To build on @DanaHendrickson’s comment, the Civic Center was excluded from the Housing Element’s list of potential sites as it was considered a park or green space. That was the extent of the analysis. Additionally, it was disheartening to see Council Members Wise, Nash, and Taylor all openly refuse to engage in the discussion to consider alternative sites after weeks of protests from residents and business owners. It was an incredible display of weak leadership and poor representation.
@DanaHendrickson, @MP Homeowner, @Meeting Attendee,
Given your comments, I would question your intellectual honesty. The city provided clear answers why the Burgess / Civic Center was not chosen as an opportunity site, and why it would be a challenge to include in this cycle, articulated as simply as possible in my comment above. Loud protests, petitions, and your desires for a different answer, don’t change the validity of the original rationale and decisions.
If the opposition to the downtown housing spent half it’s energy and abundant cash on expediting the readiness of the Burgess / Civic Center by helping the city remove the barriers, instead simply trying to delay the city’s long held plan for downtown, you would have an much more legitimate claim to supporting the alternative.

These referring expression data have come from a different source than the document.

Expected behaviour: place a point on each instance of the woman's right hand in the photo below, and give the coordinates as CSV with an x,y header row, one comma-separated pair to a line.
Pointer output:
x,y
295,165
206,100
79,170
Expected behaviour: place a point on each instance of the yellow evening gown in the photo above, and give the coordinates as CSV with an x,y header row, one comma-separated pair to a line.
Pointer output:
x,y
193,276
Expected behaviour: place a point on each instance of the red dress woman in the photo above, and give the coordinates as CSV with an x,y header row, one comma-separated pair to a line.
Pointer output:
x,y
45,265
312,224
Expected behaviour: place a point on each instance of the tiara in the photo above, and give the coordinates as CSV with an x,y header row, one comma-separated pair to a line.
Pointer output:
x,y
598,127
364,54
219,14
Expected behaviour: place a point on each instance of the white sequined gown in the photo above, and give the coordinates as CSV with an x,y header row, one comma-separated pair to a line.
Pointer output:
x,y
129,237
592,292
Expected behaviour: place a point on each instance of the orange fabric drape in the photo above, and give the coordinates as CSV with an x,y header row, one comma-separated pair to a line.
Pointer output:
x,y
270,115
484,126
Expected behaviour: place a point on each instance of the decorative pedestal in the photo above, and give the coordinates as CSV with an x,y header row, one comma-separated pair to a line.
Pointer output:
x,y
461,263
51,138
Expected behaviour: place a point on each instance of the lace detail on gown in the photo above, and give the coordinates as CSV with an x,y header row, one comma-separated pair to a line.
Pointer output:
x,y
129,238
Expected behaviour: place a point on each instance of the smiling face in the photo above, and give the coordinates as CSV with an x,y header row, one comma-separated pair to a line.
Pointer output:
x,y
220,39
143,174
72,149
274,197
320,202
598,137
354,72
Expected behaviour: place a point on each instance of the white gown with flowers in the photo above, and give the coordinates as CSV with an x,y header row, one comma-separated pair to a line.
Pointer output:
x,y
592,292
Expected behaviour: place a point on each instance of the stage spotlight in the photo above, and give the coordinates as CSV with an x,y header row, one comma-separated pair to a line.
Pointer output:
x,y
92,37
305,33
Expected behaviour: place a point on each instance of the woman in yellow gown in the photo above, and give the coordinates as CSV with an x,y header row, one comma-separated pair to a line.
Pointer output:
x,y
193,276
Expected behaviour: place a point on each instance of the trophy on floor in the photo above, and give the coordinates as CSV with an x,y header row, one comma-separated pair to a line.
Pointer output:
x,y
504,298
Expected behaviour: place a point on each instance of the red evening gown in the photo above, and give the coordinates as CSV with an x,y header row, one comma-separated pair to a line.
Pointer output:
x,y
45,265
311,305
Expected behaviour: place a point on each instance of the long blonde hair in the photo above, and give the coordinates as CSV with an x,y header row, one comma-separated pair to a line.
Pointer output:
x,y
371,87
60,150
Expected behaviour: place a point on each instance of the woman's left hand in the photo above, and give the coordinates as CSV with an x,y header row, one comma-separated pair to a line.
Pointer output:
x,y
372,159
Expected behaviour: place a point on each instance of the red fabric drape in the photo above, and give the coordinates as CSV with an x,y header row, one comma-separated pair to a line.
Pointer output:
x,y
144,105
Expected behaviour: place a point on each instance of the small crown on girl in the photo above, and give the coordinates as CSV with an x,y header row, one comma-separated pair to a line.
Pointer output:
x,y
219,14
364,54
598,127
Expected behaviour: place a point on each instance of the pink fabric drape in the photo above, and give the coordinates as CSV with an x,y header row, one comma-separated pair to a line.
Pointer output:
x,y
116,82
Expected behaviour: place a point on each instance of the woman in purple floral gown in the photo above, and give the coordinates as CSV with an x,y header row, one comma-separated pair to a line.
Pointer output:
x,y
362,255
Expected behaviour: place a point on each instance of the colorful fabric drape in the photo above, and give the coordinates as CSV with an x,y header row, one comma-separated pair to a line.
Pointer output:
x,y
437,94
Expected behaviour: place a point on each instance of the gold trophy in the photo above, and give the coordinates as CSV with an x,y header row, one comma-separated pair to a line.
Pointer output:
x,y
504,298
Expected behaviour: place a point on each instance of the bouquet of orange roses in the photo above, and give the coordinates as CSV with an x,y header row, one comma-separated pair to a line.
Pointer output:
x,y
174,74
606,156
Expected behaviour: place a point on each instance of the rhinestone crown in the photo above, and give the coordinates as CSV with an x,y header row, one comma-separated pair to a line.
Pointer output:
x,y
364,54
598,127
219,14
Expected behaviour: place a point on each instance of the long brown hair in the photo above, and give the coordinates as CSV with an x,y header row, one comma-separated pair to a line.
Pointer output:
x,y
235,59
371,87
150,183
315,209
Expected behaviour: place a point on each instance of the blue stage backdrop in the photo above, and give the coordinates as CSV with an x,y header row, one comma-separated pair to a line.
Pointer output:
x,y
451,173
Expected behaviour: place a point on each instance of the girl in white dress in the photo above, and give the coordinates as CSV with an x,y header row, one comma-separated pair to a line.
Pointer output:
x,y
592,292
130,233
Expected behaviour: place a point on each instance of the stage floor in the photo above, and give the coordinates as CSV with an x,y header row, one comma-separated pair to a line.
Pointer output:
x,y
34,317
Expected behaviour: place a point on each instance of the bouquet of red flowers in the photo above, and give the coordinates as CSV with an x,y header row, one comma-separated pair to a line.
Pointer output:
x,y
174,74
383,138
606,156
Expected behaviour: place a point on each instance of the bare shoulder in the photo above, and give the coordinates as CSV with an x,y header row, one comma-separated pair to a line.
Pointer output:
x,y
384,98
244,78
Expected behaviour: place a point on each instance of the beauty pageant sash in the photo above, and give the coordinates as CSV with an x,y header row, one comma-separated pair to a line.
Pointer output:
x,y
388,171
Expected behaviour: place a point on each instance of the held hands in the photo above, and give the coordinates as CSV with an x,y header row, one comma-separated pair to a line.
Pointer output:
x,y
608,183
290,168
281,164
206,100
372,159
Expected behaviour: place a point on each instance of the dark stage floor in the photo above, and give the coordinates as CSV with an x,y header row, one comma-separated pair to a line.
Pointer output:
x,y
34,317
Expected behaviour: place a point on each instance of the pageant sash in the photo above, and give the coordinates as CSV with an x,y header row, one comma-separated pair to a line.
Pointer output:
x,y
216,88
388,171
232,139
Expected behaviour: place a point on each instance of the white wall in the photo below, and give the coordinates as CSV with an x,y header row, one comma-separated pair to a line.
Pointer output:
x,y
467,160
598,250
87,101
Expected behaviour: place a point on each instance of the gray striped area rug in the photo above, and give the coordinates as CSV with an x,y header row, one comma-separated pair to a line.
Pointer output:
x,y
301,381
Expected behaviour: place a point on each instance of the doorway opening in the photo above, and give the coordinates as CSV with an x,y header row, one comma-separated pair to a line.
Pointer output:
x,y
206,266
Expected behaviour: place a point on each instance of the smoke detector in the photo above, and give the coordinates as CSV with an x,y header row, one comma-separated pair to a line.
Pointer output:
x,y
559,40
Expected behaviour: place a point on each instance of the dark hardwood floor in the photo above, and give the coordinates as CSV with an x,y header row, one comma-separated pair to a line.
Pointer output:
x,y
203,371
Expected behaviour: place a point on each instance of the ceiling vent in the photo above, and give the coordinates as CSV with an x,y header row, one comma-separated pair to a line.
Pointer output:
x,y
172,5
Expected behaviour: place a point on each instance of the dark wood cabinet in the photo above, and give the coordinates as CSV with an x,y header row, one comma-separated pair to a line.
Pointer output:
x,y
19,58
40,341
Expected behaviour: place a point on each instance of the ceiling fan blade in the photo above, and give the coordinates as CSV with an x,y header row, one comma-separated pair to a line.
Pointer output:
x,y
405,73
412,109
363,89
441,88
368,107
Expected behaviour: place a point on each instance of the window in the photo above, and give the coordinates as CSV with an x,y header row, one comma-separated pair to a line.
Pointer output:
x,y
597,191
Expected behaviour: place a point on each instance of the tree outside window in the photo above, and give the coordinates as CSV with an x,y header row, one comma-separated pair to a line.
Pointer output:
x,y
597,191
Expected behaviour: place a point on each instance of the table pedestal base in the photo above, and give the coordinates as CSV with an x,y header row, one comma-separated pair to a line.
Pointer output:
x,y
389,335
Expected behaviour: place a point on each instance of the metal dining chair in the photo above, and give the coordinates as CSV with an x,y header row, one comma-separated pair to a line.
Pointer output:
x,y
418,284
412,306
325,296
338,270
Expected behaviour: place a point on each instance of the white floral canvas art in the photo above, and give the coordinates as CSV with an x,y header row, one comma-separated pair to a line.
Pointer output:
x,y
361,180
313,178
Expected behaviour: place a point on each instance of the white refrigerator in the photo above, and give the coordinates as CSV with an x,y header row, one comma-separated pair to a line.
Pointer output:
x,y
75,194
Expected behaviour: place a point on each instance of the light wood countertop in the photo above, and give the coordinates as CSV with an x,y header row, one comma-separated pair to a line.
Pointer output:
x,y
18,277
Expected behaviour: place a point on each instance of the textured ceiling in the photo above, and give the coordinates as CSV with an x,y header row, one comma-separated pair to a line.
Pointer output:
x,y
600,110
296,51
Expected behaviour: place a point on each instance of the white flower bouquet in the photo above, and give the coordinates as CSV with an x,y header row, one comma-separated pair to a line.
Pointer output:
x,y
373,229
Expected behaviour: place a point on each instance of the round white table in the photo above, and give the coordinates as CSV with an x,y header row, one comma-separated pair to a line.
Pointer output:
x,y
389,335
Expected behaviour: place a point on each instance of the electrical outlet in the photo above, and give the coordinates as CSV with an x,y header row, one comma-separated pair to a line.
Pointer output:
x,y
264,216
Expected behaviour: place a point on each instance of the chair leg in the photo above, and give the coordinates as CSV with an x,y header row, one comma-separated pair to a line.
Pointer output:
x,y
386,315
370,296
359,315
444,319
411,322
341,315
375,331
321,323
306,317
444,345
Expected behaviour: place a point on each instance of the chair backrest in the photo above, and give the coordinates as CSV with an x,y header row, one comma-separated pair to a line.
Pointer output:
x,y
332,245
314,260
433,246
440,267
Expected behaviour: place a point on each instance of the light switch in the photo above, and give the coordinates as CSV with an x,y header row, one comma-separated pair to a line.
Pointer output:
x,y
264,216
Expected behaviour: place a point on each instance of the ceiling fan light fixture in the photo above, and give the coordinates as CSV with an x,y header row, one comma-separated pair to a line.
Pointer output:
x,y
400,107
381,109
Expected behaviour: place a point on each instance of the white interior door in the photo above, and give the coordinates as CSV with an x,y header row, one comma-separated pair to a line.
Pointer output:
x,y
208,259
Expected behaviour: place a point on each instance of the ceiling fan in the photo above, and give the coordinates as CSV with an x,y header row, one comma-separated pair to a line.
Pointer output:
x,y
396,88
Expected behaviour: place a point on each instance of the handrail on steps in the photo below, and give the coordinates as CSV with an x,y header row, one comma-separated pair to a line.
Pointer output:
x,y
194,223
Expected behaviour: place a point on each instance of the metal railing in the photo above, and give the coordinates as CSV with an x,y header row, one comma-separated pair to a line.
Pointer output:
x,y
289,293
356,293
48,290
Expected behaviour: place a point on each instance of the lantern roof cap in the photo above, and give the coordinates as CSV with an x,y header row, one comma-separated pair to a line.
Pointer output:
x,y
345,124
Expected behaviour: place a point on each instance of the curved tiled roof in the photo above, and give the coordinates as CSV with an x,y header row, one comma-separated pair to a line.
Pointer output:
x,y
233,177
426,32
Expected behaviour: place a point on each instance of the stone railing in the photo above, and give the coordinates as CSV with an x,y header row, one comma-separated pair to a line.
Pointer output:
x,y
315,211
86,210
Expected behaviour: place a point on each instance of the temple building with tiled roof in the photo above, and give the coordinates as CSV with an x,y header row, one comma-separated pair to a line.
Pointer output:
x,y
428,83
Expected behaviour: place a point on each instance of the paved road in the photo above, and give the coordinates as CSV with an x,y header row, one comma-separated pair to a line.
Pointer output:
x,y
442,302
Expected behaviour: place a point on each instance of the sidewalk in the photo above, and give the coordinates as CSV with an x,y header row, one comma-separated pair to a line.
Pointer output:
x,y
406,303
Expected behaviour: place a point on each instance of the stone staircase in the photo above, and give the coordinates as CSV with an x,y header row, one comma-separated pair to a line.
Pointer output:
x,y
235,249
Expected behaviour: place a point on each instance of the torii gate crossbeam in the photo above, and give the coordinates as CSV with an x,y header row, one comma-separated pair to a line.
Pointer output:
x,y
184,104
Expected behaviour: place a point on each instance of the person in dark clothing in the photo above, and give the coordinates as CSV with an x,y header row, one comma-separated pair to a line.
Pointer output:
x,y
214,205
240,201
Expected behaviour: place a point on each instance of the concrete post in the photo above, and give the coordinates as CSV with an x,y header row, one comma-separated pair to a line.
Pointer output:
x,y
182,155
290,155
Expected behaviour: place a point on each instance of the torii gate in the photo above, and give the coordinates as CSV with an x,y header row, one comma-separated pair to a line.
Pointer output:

@Kevin Please don’t confuse common sense with opposition to downtown housing (BTW, the Civic Center is downtown too). We all know housing is needed. I am not going to re-list here all the reasons why the prioritization of the parking lots is flawed – a concept that Mayor Combs basically admitted to at the Mar 4 meeting. To understand why, please go back and watch the last few City Council Meeting videos and listen to the comments from business owners and the majority of the residents. The parking lot concept is an overly idealistic concept that is flawed. This will be realized when we receive back the RFQ’s.
@Meeting Attendee,
There are definitely challenges with the Downtown plan, mostly business continuity during construction. Other raised issue are addressed by the RFP, so you’re right – we’ll see how possible the downtown plan is as the proposals come back.
But if the downtown parking lot concept is overly idealistic and flawed, the Burgess / civic center proposal is doubly flawed. It has all the same economic and parking replacement challenges as downtown, with the added problems the staff clearly pointed out. But Burgess / civic center advocates like to pretend that some magical happens to the economics if the housing were built there instead. And the advocates for Burgess / civic center have done zilch to constructively help the city enable that site for subdivision and possible development, just petition, protest and threaten lawsuits.